Armênia vive tragédia humanitária, mas Rússia ignora antiga aliada de olho no apoio da Turquia no pós-guerra

02 de março de 2023 - 12h09

Você já ouviu falar da Ucrânia? E de Artsakh?

 

Olhos do mundo na Ucrânia enquanto Erdogan (Turquia) e Aliyev (Azerbaijão) comemoram 20 anos de poder e parceria isolando 120 mil civis armênios em Artsakh

Por James Onnig

Quando em 2012 azerbaijanos e russos não renovaram o contrato de aluguel da estação de radares russos de Gabala, 200 quilômetros a noroeste de Baku, o afastamento formal entre as ex-repúblicas soviéticas alcançava um novo patamar nas relações diplomáticas marcadas por períodos mais e menos amistosos.

Já era perceptível que o Kremlin teria um tabuleiro complexo no Cáucaso. Em 1999, o Azerbaijão se retirou oficialmente da Organização do Tratado de Segurança Coletiva – CSTO na sigla em inglês, acordo militar de proteção mútua entre algumas das ex-repúblicas soviéticas.

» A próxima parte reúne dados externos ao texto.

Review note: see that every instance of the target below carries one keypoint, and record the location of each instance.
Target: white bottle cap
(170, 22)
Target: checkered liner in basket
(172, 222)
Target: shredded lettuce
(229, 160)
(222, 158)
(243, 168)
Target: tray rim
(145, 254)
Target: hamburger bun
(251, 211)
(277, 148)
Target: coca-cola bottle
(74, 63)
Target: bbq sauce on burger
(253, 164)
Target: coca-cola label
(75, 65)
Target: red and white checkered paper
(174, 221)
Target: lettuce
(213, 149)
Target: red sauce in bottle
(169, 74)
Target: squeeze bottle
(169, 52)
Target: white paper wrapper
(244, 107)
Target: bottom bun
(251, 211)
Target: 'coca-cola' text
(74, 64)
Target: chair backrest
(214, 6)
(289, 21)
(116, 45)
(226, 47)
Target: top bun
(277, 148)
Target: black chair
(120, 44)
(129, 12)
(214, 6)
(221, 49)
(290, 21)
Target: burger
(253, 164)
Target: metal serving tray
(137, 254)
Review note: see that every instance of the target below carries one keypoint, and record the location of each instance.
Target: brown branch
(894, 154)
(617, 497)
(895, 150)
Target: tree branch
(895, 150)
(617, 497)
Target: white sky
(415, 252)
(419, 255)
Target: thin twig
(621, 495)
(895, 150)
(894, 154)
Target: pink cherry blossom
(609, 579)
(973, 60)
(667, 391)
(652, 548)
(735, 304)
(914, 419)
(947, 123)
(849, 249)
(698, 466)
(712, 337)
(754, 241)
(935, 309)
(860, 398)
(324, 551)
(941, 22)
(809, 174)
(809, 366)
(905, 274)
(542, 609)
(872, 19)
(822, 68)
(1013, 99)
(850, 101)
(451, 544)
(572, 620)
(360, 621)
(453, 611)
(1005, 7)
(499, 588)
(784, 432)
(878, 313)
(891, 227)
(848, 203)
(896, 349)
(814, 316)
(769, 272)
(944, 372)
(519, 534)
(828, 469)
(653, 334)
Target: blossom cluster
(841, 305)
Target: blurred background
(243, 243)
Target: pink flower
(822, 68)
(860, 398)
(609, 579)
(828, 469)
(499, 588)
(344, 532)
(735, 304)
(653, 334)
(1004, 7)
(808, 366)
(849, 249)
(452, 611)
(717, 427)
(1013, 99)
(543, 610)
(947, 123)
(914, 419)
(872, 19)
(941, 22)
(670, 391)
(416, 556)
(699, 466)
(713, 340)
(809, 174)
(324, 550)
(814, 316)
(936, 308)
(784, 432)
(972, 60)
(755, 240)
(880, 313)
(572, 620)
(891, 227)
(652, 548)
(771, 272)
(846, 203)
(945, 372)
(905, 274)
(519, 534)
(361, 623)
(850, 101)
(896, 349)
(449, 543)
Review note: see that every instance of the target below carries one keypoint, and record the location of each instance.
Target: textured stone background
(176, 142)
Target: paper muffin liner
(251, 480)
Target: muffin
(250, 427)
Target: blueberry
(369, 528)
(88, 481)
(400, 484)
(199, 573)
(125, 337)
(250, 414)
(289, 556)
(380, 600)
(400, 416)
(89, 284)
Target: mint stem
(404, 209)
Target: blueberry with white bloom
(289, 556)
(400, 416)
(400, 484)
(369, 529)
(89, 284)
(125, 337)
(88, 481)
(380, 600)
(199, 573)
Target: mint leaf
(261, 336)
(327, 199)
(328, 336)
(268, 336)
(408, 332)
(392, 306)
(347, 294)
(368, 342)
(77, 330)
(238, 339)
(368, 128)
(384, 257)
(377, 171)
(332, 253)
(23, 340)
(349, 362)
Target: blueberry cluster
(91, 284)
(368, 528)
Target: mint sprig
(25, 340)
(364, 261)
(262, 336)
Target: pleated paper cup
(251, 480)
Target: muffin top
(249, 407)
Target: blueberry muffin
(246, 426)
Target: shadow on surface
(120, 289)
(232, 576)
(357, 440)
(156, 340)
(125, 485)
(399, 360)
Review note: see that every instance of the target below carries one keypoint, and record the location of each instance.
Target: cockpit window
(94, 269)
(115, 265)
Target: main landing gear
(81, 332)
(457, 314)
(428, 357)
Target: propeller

O então presidente Heydar Aliyev (1923-2003) acusava os russos de serem lenientes com os armênios de Nagorno-Karabakh (Artsakh para aos armênios) que recuperaram sua liberdade depois de décadas de subordinação ao governo da República Socialista Soviética do Azerbaijão.

Ao vencerem o conflito por volta de 1994, os armênios da República de Artsakh (não reconhecida) passaram a contar com apoio da República da Armênia, aliada russa de primeira hora. Assim, para Aliyev era incompatível fazer parte do CSTO.

De maneira geral, entre 1999 e 2012, as lideranças azerbaijanas estabeleceram os pilares geopolíticos e geoestratégicos do país: usar politicamente seu poderio energético (gás e petróleo) e se projetar internacionalmente na esteira dos elos históricos e culturais com a Turquia.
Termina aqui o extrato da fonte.